暮らしに役立つQC七つ道具(1) ―― 層別:「分ける」ことは「分かる」こと
この連載では,ソフトウェア開発の品質管理(QC:Quality Control)において使われている七つの技法「QC七つ道具」について解説する.QC七つ道具に関しては,関連書籍やWeb上の解説など多くの情報があるが,実際に自分で使ってみようとすると迷うところが出てくることが多い.ここでは,身近な例題を用いて,それぞれの技法をどのように活用すればよいのかを解説する.今回は,七つ道具の中でも特に重要で理解しにくい「層別」を取り上げる.(編集部)
皆さんは「QC七つ道具」をご存じでしょうか.「言葉としては聞いたことはあるけど...」という方も使ったことがなかったり,使い方に自信がない,といった方が多いように思います.
QC七つ道具とは,品質管理(QC:Quality Control)において,現象を定量的に分析するための基本的な七つの技法のことです."牛若丸と弁慶"として有名な,武蔵坊弁慶が持っていたと伝えられる七つの武器「弁慶の七つ道具」になぞらえて,そう呼ばれています.
QC七つ道具として挙げられるのは,以下のものです.「層別」と「グラフ」はかっこ書きにしていますが,このうちどちらをQC七つ道具に含めるのかは,人によって異なります.
- (層別)
- チェック・シート
- パレート図
- ヒストグラム
- (グラフ)
- 散布図
- 特性要因図
- 管理図
QC七つ道具は,主に集めた数値データの中から相互の関連や問題点を見つけ出すために用いるものです.これは,具体的な手法であると同時に,「問題解決」の汎用的な考え方の枠組み(フレームワーク)でもあります.
発生した「問題」にやみくもに対応し,問題を大きくしてしまったり,解決の役に立たないことをやってしまう,ということは,仕事や日常生活でありがちなことです.そのような場合に,QC七つ道具の主要な概念(concept)である「事実に基づくアプローチ」という考え方を身に付けていると,無駄な遠回りをせずに「問題解決」に向かっていくことができます.また,「問題を複数の視点から見る」ということの利点が「実感」できるというのも,QC七つ道具という「枠組み」を学ぶ上でのメリットでしょう.
●分かるようで分からない七つ道具の使い方,教えます
QC七つ道具に関しては,品質管理関連でさまざまな本が出版されていますし,Web上にも多くの情報があります.それらの説明を読むと,何となく「分かった」ように思えます.けれども,実際にやってみようとすると,どのように「使う」か,迷うところが出てきてしまうのではないでしょうか.
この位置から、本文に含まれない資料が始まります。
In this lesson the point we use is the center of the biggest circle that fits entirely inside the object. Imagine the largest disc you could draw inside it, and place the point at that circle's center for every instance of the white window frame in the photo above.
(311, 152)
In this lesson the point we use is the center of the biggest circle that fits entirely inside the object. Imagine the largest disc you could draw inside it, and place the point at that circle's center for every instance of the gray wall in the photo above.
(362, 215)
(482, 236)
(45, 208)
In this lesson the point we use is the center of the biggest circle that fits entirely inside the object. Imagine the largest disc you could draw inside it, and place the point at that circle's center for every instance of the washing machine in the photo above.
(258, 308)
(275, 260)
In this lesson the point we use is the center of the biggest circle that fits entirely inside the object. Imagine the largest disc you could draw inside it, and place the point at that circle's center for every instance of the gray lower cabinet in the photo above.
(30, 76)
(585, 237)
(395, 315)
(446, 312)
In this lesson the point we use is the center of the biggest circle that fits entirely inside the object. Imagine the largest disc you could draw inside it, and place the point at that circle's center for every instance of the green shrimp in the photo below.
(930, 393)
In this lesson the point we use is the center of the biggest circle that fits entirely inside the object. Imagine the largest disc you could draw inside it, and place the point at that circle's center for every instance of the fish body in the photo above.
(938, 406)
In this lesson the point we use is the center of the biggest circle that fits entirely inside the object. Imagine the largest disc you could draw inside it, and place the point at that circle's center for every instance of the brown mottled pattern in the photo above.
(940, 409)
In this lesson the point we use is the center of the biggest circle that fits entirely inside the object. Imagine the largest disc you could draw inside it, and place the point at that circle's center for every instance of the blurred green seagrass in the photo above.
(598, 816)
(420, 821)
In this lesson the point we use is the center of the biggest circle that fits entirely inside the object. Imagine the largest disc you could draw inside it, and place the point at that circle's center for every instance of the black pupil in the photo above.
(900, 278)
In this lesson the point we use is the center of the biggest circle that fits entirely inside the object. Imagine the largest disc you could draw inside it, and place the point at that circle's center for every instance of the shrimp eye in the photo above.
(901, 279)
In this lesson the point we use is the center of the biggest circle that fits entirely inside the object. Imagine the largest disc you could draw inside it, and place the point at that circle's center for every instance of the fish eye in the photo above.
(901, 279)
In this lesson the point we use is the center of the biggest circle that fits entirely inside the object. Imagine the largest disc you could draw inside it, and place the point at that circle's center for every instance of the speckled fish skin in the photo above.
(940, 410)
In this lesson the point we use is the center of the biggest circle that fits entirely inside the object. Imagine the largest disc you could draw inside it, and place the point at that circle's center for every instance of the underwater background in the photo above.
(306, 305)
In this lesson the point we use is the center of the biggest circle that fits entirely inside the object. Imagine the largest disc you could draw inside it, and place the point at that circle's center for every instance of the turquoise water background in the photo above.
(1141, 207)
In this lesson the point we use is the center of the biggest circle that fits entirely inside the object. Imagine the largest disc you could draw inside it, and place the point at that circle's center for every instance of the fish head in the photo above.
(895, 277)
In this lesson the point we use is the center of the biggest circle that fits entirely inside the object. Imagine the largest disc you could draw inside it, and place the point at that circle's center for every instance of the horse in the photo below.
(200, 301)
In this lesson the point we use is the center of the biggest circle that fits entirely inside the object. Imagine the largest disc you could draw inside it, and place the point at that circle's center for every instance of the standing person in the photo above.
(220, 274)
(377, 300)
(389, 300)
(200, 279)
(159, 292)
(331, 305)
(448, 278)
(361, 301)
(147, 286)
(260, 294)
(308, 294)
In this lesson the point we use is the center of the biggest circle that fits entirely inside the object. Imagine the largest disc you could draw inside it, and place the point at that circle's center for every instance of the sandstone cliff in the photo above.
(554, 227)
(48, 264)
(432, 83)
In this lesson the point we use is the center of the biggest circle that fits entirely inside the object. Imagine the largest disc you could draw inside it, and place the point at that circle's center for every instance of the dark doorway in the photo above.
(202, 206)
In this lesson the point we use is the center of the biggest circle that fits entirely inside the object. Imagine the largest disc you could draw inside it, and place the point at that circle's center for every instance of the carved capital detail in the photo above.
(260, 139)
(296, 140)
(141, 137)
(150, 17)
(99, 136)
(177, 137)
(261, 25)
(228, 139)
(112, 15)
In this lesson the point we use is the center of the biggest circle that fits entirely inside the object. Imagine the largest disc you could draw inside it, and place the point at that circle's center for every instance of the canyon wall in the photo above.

この連載は,QC七つ道具を身近な問題に実際に使ってみることで,どのように使えばよいのか,イメージを持っていただくことを狙いとしています.
●七つ道具その1:層別
さて,最初に取り上げるQC七つ道具は「層別」です.「層別」は,QC七つ道具の中では一つだけ種類が異なっています.そのほかの道具は具体的な「方法」なのですが,「層別」だけは「考え方」なのです.
「層別」とは,データを要因で切り分けて調べる,という考え方です.簡単に言えば「分ける」ということなのですが,この考え方はQC七つ道具を使う上で欠かせないものです.これが分かっていないと,ほかのQC七つ道具をうまく使うことができません.
「層別」を行う上では,以下のことが重要です.
- データを分ける目的を考えること.
- データの分け方が適切であること.
- データの分け方にモレ,ダブりがないこと.
「層別」の具体例としては,図書館などに表示してある図書分類表などが典型的なものです(図1).
QC七つ道具なのに「考え方」だということで,あまりピンとこないかもしれませんが,ほかの七つ道具を使う際にも合わせて使える重要な考え方であるということを,まず覚えておいてください.